In Your Stocking, from the Democrats: The Worst Present Ever
The true spirit of Christmas, according to the Dems? Less liberty, state-mandated theft, and bribery. We'd prefer a new tie.
December 24, 2009 - 6:53 am
Harry Reid and 59 other Democrat and independent senators and no Republican ones have donned their Santa hats (faux fur, naturally) and snuck down the chimneys of every citizen this Christmas Eve.
In the true spirit of one-party rule, they have gifted each of us with an IOU. Not one that says they owe us. But that we owe them.
It is the Worst Present Ever.
It’s worse, even, than a lump of coal, which at least could have been used to heat our houses. Hmm. Maybe a new tax is a “green” alternative for the traditional naughty list stocking stuffer?
Anyway, each of us are on the Democrats’ naughty list. Why? Because too many of us have been thinking for ourselves and acting in our own interests — without considering the sensitive feelings of those who wish to rule us!
“Oh, Briggs, you Scrooge. You forget that X million Americans don’t have health insurance — where I conveniently let X vary according to what I think my audience will swallow. Our Christmas IOUs are meant to pay for their insurance.”
No, I didn’t forget. But you misremember that Scrooge turned out to be a good guy, using his personal fortune, garnered through capitalistic means, to bring goodwill and spread cheer at Christmastime. Scrooge didn’t give his money over to the government after his awakening, but doled it out himself, as he thought best.

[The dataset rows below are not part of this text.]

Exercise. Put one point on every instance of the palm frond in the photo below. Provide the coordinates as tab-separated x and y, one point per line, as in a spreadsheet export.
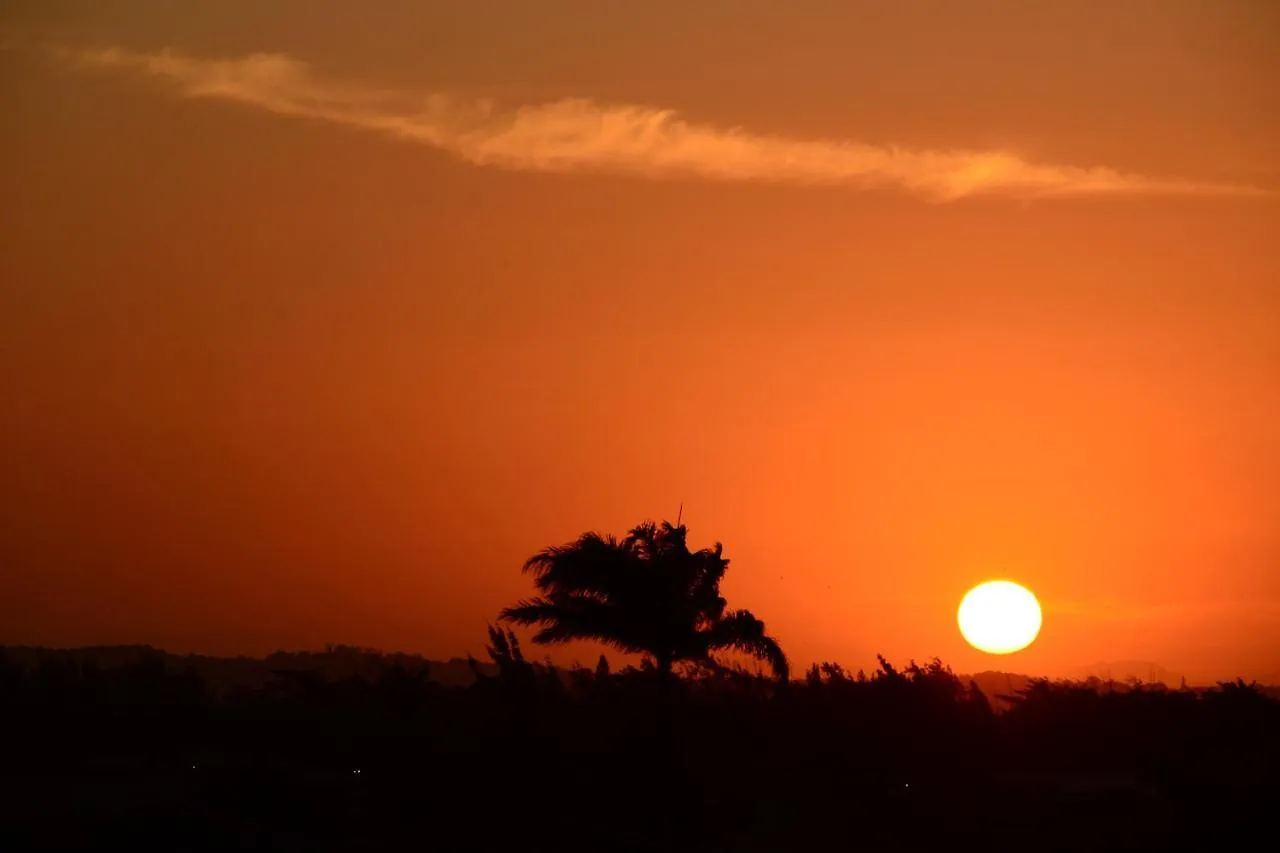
740	630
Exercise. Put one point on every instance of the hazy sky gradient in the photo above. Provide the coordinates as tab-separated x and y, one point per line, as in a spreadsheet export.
273	382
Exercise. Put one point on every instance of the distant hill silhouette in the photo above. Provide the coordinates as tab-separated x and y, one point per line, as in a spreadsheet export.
336	662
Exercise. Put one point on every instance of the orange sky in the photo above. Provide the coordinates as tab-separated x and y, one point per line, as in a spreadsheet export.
302	343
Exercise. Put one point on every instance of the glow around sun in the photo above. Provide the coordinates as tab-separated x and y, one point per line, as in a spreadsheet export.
999	617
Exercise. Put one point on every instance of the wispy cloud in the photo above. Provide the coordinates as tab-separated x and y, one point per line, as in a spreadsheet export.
576	135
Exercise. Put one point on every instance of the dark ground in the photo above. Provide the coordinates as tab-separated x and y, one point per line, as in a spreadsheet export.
145	756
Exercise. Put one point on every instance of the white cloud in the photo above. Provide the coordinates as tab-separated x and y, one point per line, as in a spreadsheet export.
577	135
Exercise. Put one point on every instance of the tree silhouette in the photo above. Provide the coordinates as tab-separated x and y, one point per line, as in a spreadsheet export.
644	594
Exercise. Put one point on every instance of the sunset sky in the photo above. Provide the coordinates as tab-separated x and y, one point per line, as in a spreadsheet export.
318	318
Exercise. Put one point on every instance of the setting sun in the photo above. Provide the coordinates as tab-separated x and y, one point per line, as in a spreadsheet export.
999	617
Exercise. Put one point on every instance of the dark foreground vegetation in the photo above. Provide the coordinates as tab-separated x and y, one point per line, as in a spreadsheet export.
151	755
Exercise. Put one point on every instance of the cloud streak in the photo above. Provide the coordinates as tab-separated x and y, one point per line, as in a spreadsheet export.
576	135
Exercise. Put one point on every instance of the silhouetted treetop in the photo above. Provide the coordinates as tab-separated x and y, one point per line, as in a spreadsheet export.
647	594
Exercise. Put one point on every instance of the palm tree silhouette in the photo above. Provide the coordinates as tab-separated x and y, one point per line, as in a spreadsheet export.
645	594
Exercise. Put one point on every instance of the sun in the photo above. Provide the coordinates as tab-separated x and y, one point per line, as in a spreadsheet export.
999	616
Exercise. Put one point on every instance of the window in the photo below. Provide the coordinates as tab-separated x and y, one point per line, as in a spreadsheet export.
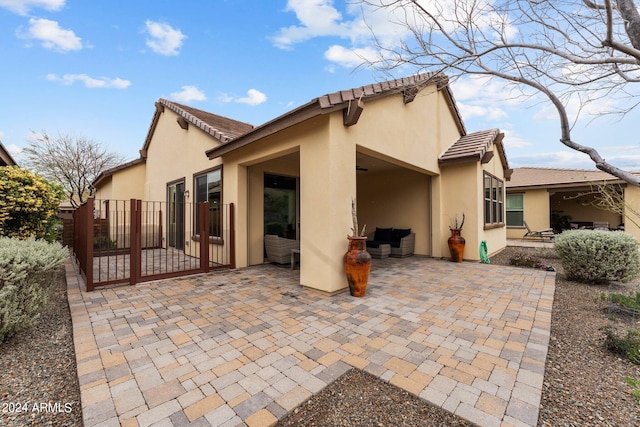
209	189
515	210
493	200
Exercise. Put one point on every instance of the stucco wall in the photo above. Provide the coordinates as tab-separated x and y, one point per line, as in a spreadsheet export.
536	212
463	192
125	184
580	208
632	202
173	154
398	199
459	194
411	136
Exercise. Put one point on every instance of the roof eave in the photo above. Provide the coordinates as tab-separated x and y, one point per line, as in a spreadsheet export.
320	106
109	172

Scrooge was a numbers man (he ran a counting house, remember). He knew, as Thomas Sowell knew in his The Vision of the Anointed, that saying “X Americans don’t have insurance” is a statistical trick.
The number X — even if not heartily exaggerated — is calculated from a snapshot in time. Many people who do not have insurance now, because of temporary unemployment, say, or because they simply don’t want or need it, will have it in the future.
Harping on X doesn’t reflect, as Sowell says, the transient nature of American life. People do not tend to stay in one economic or social strata their entire lives — they move, usually upwards as they age, and especially if given the incentive to do so. Those who do not have health insurance and view a lack of it as an ill have a natural motivation to secure it.
Giving away insurance to those who do not have it, and paying for it by confiscating money from those who have that, removes a large proportion of the incentive for the giftees to find ways of paying for their insurance themselves (a decreasing fraction of incentive due to personal pride is left).